Essayons de fournir une classification non exhaustive en examinant les étapes de l'élaboration des politiques et des procédures de prise de décision. Dans le cadre de la décision publique, les algorithmes peuvent fonctionner de plusieurs manières. L'IA peut :a) représenter le monde, par exemple en utilisant des données démographiques; b) prédire ou tester l'opportunité d'un plan d'action donné à la lumière des résultats que ce dernier peut déterminer, comme l'évaluation des risques liés à la détention d'immigrants ; c) prendre une décision, généralement sur la base de la fiabilité inhérente du résultat et/ou de l'efficacité du processus, par exemple en sélectionnant des personnes qui bénéficieront d'une décision d'attribution prise dans le cadre du processus politique traditionnel ; et d) agir en tant que gestionnaire d'algorithmes en supervisant et en contrôlant les fonctionnaires qui doivent prendre des décisions complexes.
Dans chacun de ces scénarios, les algorithmes jouent des rôles différents. Les fonctions de représentation et de prédiction impliquent que les algorithmes peuvent fournir aux décideurs des informations précises sur une option politique donnée. Par conséquent, les algorithmes ne remplacent pas les choix politiques, mais créent plutôt les conditions pour qu'une alternative politique soit confrontée à des résultats concrets. La fonction de sélection utilise des algorithmes pour accélérer les procédures qui, autrement, nécessiteraient un examen minutieux et long. Des algorithmes peuvent ainsi assurer l'efficacité du processus de sélection et la cohérence des résultats. Dans les scénarios décrits ci-dessus aux points c) et d), l'algorithme prend des décisions à la place du décideur identifié via le processus politique ordinaire.
Dans ce contexte, la prise de décision algorithmique n'est adaptée à aucune de ces tâches si elle est censée prendre des décisions de fond de manière indépendante.

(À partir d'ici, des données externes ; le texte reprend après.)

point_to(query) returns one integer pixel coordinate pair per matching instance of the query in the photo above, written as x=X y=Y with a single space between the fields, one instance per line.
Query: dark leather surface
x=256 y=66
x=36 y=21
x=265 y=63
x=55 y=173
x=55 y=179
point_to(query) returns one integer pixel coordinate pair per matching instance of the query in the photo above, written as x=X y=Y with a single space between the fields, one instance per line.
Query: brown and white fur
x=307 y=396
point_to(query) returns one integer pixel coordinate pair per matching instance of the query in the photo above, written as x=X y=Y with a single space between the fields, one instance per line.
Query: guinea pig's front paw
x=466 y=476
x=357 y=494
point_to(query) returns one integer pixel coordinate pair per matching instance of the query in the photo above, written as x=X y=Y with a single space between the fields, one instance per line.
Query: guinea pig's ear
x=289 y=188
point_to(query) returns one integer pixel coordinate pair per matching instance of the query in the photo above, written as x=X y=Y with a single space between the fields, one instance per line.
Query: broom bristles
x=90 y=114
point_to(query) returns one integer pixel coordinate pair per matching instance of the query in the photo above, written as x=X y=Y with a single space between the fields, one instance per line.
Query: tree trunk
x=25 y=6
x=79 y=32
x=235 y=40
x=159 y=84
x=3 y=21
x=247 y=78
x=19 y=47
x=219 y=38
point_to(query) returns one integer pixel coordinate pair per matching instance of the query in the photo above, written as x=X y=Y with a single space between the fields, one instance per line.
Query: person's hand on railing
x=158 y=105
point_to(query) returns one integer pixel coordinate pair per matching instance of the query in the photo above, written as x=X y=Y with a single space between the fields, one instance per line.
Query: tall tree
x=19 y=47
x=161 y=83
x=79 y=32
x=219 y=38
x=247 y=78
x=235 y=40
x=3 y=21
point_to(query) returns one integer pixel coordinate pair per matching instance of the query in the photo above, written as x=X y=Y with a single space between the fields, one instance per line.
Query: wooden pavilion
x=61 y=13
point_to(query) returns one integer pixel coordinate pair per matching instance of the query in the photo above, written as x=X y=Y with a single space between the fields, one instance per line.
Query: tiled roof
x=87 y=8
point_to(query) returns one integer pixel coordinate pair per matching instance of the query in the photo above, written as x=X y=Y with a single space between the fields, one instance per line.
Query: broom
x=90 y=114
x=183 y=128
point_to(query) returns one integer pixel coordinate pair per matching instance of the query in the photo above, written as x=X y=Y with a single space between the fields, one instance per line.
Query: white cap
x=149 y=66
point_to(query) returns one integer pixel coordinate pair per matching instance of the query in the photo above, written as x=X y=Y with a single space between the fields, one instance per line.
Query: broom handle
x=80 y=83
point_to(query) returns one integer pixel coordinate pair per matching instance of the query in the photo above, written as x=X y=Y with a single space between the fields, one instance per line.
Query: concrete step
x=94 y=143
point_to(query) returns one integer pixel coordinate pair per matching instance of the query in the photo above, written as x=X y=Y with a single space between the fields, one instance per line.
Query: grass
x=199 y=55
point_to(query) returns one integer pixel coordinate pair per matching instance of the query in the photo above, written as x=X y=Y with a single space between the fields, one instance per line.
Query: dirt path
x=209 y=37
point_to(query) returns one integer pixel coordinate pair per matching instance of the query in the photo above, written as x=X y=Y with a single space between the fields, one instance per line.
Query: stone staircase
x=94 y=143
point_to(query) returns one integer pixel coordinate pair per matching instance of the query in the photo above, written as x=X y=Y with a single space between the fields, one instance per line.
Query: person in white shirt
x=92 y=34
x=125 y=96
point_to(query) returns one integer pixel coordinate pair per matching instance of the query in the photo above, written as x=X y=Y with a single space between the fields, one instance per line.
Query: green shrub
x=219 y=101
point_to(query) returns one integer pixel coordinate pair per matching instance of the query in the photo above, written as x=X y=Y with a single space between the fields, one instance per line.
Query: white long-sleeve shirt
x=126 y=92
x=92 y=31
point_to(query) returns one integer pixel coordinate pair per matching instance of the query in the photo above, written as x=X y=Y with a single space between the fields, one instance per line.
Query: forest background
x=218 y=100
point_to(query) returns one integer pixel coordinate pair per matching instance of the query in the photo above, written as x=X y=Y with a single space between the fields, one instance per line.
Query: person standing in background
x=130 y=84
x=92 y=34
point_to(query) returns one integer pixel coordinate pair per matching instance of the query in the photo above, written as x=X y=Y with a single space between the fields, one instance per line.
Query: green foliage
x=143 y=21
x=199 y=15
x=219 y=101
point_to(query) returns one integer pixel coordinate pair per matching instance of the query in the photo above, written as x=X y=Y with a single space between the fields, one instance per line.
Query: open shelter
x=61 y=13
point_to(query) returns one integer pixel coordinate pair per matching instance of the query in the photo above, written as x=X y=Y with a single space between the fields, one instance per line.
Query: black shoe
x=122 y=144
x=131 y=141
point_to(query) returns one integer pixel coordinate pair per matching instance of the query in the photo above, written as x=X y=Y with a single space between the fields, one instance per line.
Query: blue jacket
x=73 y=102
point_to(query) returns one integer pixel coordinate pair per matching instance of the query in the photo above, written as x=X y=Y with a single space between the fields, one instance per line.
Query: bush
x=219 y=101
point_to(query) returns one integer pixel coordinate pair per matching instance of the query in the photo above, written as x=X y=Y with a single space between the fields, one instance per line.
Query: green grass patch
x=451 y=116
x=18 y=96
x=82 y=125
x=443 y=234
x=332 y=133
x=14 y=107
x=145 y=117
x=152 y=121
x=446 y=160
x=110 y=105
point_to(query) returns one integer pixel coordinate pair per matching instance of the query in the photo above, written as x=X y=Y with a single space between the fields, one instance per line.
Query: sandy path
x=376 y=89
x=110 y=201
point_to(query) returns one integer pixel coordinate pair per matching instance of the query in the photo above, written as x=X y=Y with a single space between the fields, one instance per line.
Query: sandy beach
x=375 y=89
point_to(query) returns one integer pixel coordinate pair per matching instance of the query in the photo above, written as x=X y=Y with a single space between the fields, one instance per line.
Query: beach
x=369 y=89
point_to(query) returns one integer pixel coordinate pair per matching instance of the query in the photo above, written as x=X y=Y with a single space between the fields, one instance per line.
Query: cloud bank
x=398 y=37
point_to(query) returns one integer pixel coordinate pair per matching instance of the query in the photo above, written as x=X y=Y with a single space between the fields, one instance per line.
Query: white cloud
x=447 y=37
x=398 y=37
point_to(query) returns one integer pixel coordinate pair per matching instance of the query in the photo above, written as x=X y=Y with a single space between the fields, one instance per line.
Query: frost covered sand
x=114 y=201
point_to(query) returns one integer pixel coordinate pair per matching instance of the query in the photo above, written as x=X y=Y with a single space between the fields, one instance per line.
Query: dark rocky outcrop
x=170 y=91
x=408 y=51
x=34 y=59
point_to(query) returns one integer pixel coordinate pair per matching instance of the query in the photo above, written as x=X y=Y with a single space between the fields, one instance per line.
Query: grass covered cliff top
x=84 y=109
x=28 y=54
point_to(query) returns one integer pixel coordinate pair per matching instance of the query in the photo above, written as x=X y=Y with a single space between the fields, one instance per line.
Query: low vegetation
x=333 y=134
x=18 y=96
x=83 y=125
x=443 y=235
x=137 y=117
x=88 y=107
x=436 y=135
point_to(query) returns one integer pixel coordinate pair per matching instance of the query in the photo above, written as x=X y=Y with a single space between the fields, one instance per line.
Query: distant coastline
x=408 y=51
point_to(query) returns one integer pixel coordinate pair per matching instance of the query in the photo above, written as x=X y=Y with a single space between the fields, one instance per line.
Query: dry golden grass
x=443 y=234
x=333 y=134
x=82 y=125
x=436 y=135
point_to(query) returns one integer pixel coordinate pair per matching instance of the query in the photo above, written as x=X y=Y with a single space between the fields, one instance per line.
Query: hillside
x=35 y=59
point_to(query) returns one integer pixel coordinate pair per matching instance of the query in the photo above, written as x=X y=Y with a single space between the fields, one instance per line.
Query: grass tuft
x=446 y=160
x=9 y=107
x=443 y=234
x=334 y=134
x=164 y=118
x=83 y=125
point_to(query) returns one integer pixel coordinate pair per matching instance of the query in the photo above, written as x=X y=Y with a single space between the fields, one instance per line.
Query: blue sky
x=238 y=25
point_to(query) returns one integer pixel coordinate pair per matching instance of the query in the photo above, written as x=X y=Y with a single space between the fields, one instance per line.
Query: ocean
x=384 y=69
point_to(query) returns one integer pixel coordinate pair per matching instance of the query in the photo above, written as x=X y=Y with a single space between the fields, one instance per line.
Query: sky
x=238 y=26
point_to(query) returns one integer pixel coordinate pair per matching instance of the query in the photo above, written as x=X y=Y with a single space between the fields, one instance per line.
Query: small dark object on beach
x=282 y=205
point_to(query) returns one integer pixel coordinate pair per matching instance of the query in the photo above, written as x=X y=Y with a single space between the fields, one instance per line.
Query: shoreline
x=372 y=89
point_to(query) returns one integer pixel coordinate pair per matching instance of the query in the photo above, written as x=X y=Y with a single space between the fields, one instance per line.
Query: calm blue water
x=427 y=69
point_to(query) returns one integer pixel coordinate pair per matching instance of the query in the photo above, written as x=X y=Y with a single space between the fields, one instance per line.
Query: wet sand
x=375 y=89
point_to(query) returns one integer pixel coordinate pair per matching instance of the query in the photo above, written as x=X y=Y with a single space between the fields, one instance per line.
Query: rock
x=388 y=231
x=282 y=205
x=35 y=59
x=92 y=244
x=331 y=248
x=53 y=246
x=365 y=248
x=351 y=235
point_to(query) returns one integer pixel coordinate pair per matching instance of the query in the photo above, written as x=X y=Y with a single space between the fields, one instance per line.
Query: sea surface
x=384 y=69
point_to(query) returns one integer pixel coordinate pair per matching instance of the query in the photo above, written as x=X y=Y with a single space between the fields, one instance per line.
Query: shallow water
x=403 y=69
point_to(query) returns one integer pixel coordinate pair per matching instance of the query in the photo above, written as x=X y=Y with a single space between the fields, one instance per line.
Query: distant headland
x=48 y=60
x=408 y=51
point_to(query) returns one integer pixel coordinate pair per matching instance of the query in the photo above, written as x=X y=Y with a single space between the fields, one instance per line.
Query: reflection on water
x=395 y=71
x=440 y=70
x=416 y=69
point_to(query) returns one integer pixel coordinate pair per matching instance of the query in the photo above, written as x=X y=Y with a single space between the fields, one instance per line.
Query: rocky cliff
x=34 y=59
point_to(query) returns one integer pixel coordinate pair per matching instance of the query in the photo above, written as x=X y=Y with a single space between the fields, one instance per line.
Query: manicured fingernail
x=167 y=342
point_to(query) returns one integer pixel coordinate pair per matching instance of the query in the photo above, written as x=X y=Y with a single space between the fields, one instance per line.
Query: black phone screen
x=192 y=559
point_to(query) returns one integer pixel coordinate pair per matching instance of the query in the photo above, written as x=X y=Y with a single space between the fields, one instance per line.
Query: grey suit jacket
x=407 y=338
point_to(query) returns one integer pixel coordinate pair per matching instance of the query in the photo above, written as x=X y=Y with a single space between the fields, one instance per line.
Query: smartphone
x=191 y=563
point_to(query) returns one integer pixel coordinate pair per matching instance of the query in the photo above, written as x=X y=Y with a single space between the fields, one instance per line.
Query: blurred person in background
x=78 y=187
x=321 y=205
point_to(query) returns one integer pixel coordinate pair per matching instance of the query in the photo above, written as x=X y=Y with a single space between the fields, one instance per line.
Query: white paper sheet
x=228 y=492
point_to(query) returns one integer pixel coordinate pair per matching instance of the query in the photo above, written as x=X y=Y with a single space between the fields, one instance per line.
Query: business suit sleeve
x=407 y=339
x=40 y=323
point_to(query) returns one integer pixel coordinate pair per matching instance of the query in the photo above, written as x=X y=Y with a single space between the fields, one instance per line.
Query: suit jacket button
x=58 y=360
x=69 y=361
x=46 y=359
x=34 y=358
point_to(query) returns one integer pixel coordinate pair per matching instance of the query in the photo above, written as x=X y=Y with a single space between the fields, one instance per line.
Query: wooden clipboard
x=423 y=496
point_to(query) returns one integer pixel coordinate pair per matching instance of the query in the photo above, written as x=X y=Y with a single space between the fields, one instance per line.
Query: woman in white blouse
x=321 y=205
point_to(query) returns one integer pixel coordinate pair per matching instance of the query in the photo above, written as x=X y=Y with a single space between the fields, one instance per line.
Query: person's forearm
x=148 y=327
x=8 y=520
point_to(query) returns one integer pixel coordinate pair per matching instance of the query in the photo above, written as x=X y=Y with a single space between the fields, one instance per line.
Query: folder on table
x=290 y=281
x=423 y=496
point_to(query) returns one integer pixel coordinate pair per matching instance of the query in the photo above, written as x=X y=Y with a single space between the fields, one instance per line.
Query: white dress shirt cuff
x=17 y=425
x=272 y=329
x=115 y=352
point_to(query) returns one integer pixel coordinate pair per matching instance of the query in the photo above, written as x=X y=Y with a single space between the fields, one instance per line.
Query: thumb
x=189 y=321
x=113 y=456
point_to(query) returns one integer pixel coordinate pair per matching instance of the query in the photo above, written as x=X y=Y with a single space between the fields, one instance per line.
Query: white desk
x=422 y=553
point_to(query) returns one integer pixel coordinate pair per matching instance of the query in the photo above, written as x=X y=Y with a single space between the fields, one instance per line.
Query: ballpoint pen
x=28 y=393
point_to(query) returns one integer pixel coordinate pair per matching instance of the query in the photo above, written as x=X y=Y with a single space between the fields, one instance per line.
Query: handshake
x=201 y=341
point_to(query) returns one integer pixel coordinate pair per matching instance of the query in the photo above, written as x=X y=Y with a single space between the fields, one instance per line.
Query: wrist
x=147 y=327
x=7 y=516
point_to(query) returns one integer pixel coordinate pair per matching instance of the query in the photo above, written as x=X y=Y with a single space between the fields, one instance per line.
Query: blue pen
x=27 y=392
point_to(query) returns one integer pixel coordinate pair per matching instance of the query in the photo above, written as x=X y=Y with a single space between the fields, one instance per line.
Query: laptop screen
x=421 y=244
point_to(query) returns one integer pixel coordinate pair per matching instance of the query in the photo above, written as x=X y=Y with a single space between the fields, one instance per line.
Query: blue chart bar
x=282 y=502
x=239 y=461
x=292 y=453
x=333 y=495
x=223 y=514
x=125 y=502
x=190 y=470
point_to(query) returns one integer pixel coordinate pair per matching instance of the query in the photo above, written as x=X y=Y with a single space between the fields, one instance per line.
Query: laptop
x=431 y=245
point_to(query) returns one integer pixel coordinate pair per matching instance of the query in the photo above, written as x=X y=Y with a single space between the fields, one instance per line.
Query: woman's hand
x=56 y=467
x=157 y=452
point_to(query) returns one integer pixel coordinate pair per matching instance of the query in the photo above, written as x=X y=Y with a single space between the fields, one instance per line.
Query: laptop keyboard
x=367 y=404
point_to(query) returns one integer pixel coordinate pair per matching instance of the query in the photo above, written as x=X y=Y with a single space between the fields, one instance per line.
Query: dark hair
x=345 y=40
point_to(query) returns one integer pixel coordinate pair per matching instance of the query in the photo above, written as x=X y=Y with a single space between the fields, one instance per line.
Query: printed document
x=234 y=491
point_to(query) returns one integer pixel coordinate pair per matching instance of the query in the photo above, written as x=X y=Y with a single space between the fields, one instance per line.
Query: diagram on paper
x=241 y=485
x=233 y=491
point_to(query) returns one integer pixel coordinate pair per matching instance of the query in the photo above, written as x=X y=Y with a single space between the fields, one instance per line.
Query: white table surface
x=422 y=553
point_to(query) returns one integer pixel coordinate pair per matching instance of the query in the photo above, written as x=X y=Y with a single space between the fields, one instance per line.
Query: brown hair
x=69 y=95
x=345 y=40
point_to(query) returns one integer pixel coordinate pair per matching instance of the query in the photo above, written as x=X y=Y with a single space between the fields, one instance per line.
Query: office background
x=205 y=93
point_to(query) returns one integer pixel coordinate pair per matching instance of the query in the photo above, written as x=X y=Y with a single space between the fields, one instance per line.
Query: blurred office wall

En revanche, l'IA peut dynamiser les processus démocratiques si certaines conditions de son bon fonctionnement sont respectées. En particulier, en décortiquant la logique de la légitimité démocratique, nous pouvons conclure que l'IA doit être couplée à la nécessité de 1) comprendre et sélectionner les questions civiques qui méritent d'être traitées par les institutions politiques ; 2) contrôler quelles questions parviennent aux institutions démocratiques; 3) évaluer et contester les résultats d'un cours donné d'une décision prise par ou à cause d'une IA. En d'autres termes, les algorithmes peuvent accroître la légitimité démocratique en période de populisme rampant, à condition que leur utilisation se fasse dans un cadre qui maximise l'égalité politique et la prise de décision rationnelle en permettant une participation plus large, la prise en compte de divers problèmes sociaux et le contrôle des décisions prises.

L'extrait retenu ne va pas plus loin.